Another UT available for corrosion mapping is the Total Focusing Method (TFM). Full Matrix Capture (FMC)/TFM is an inspection technique that involves two steps. The first is the data acquisition process, FMC, and the second is data reconstruction, commonly referred to as TFM. FMC/TFM can be carried out in post-processing or in real time, but it is really the latter that allowed for the democratisation of the technique.

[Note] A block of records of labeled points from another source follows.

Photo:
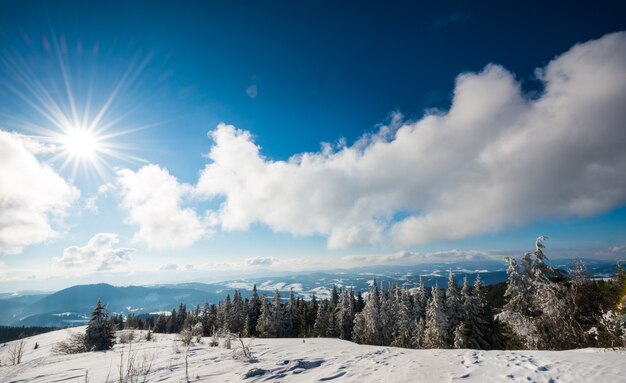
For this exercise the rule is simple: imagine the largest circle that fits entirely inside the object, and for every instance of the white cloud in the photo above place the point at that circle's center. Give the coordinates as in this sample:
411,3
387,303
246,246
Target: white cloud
496,159
404,257
97,255
260,261
154,200
32,195
169,267
91,204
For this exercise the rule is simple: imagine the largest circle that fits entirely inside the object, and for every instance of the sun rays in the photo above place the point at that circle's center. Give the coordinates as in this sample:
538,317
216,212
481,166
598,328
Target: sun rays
85,128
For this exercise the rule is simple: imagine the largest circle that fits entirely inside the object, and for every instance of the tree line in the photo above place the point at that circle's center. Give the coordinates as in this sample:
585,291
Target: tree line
543,308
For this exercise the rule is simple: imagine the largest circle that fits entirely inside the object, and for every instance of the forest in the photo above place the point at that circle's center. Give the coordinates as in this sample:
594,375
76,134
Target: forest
539,307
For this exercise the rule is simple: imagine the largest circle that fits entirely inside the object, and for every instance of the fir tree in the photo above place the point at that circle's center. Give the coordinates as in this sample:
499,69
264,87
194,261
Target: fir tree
254,310
420,300
460,336
264,323
454,309
291,317
475,325
100,333
402,336
320,328
345,314
419,333
436,333
278,316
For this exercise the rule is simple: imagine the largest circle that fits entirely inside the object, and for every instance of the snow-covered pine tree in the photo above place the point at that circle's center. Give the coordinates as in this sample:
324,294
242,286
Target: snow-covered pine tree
454,308
100,332
516,312
320,328
264,323
278,316
371,317
420,300
388,310
237,314
460,336
358,329
436,334
475,323
344,315
225,313
291,317
301,310
253,312
403,330
419,333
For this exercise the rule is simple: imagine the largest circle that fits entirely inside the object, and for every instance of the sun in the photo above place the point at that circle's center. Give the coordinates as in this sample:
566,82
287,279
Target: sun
80,143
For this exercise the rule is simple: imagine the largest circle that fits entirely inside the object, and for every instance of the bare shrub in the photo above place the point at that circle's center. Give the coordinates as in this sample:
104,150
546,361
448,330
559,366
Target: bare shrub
244,351
175,348
16,353
131,370
197,331
226,343
75,344
187,364
215,341
126,336
186,337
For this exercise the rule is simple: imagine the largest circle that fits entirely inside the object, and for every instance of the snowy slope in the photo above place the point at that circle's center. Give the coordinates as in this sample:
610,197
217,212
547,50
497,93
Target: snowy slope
292,360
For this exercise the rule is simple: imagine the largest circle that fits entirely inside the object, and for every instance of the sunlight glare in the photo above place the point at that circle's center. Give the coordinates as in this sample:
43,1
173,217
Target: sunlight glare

From a standards standpoint, the FMC is a matrix of data obtained by firing the elements of a PAUT probe one by one while recording data on all of the elements each time. By firing a single element, the large beam spread that is generated allows for better detection of the backwall contour, whereas a conventional UT and electronic scan would simply miss data due to the fact that they are both using straight beams.

May 2023 HYDROCARBON ENGINEERING 63
Figure 4. Software tools enable better data analysis. Figure 5. Traditional linear scanning (left) vs total focusing method (right).

By firing a single element, the FMC also provides a small dead zone, i.e. a better capability to detect indications close to the surface.

The TFM algorithm consists of coherently summing amplitudes from the FMC data set to focus at every pixel of a region of interest (ROI). It provides improved spatial resolution everywhere within that ROI, which translates into better POD of small, corroded areas, such as pitting.

Figure 5 compares traditional linear PAUT scanning (left) to TFM (right). The sample contains conical holes of various diameters. Clearly, it is extremely difficult to detect conical holes, even the bigger ones, with standard PAUT. By sending energy in all directions, the FMC/TFM becomes sensitive to the conical holes that allow for proper detection and sizing. By focusing everywhere within the ROI, FMC/TFM also becomes sensitive to smaller holes that are representative of shallow pitting. FMC/TFM is an interesting technique when dealing with assets that are susceptible to pitting.

Automated analysis

Data analysis sometimes becomes the bottleneck for making a decision about the integrity of a component, especially when dealing with corrosion mapping, as C-scans can be extremely large. Autosizing tools can be used to speed up the process by automatically analysing a C-scan and extracting useful information about potential corroded indications.

Such algorithms have been implemented in commercially-available software. By simply defining a minimum thickness threshold, operators can quickly analyse a full corrosion map. The algorithm looks for minima in the corrosion map, and sizes corroded areas along both directions – scanning and indexing.

The NDT data acquisition and analysis software automatically detects all of the indications within the area corresponding to these criteria, and creates a table of indications. The table is fully customisable (length, width, remaining thickness, positions, etc.), and indications can be rearranged and merged. Operators can then look through the table of indications created by the software to finalise the analysis, merging and deleting indications as necessary.

Conclusion

By exploiting the synergies between different product lines, Eddyfi Technologies proposes solutions for technicians performing corrosion mapping inspections. Both the modularity of scanners and integration with software enables operators to set up inspections quickly, easily and efficiently. All of the tools are available for corrosion mapping inspections, particularly for coated/painted assets and assets with massive corrosion. TFM further enhances the capability of detection of small pitting, while autosizing allows for characterisation of a large corrosion map, quickly. All of this leads to best practices for corrosion mapping, with advanced UTs.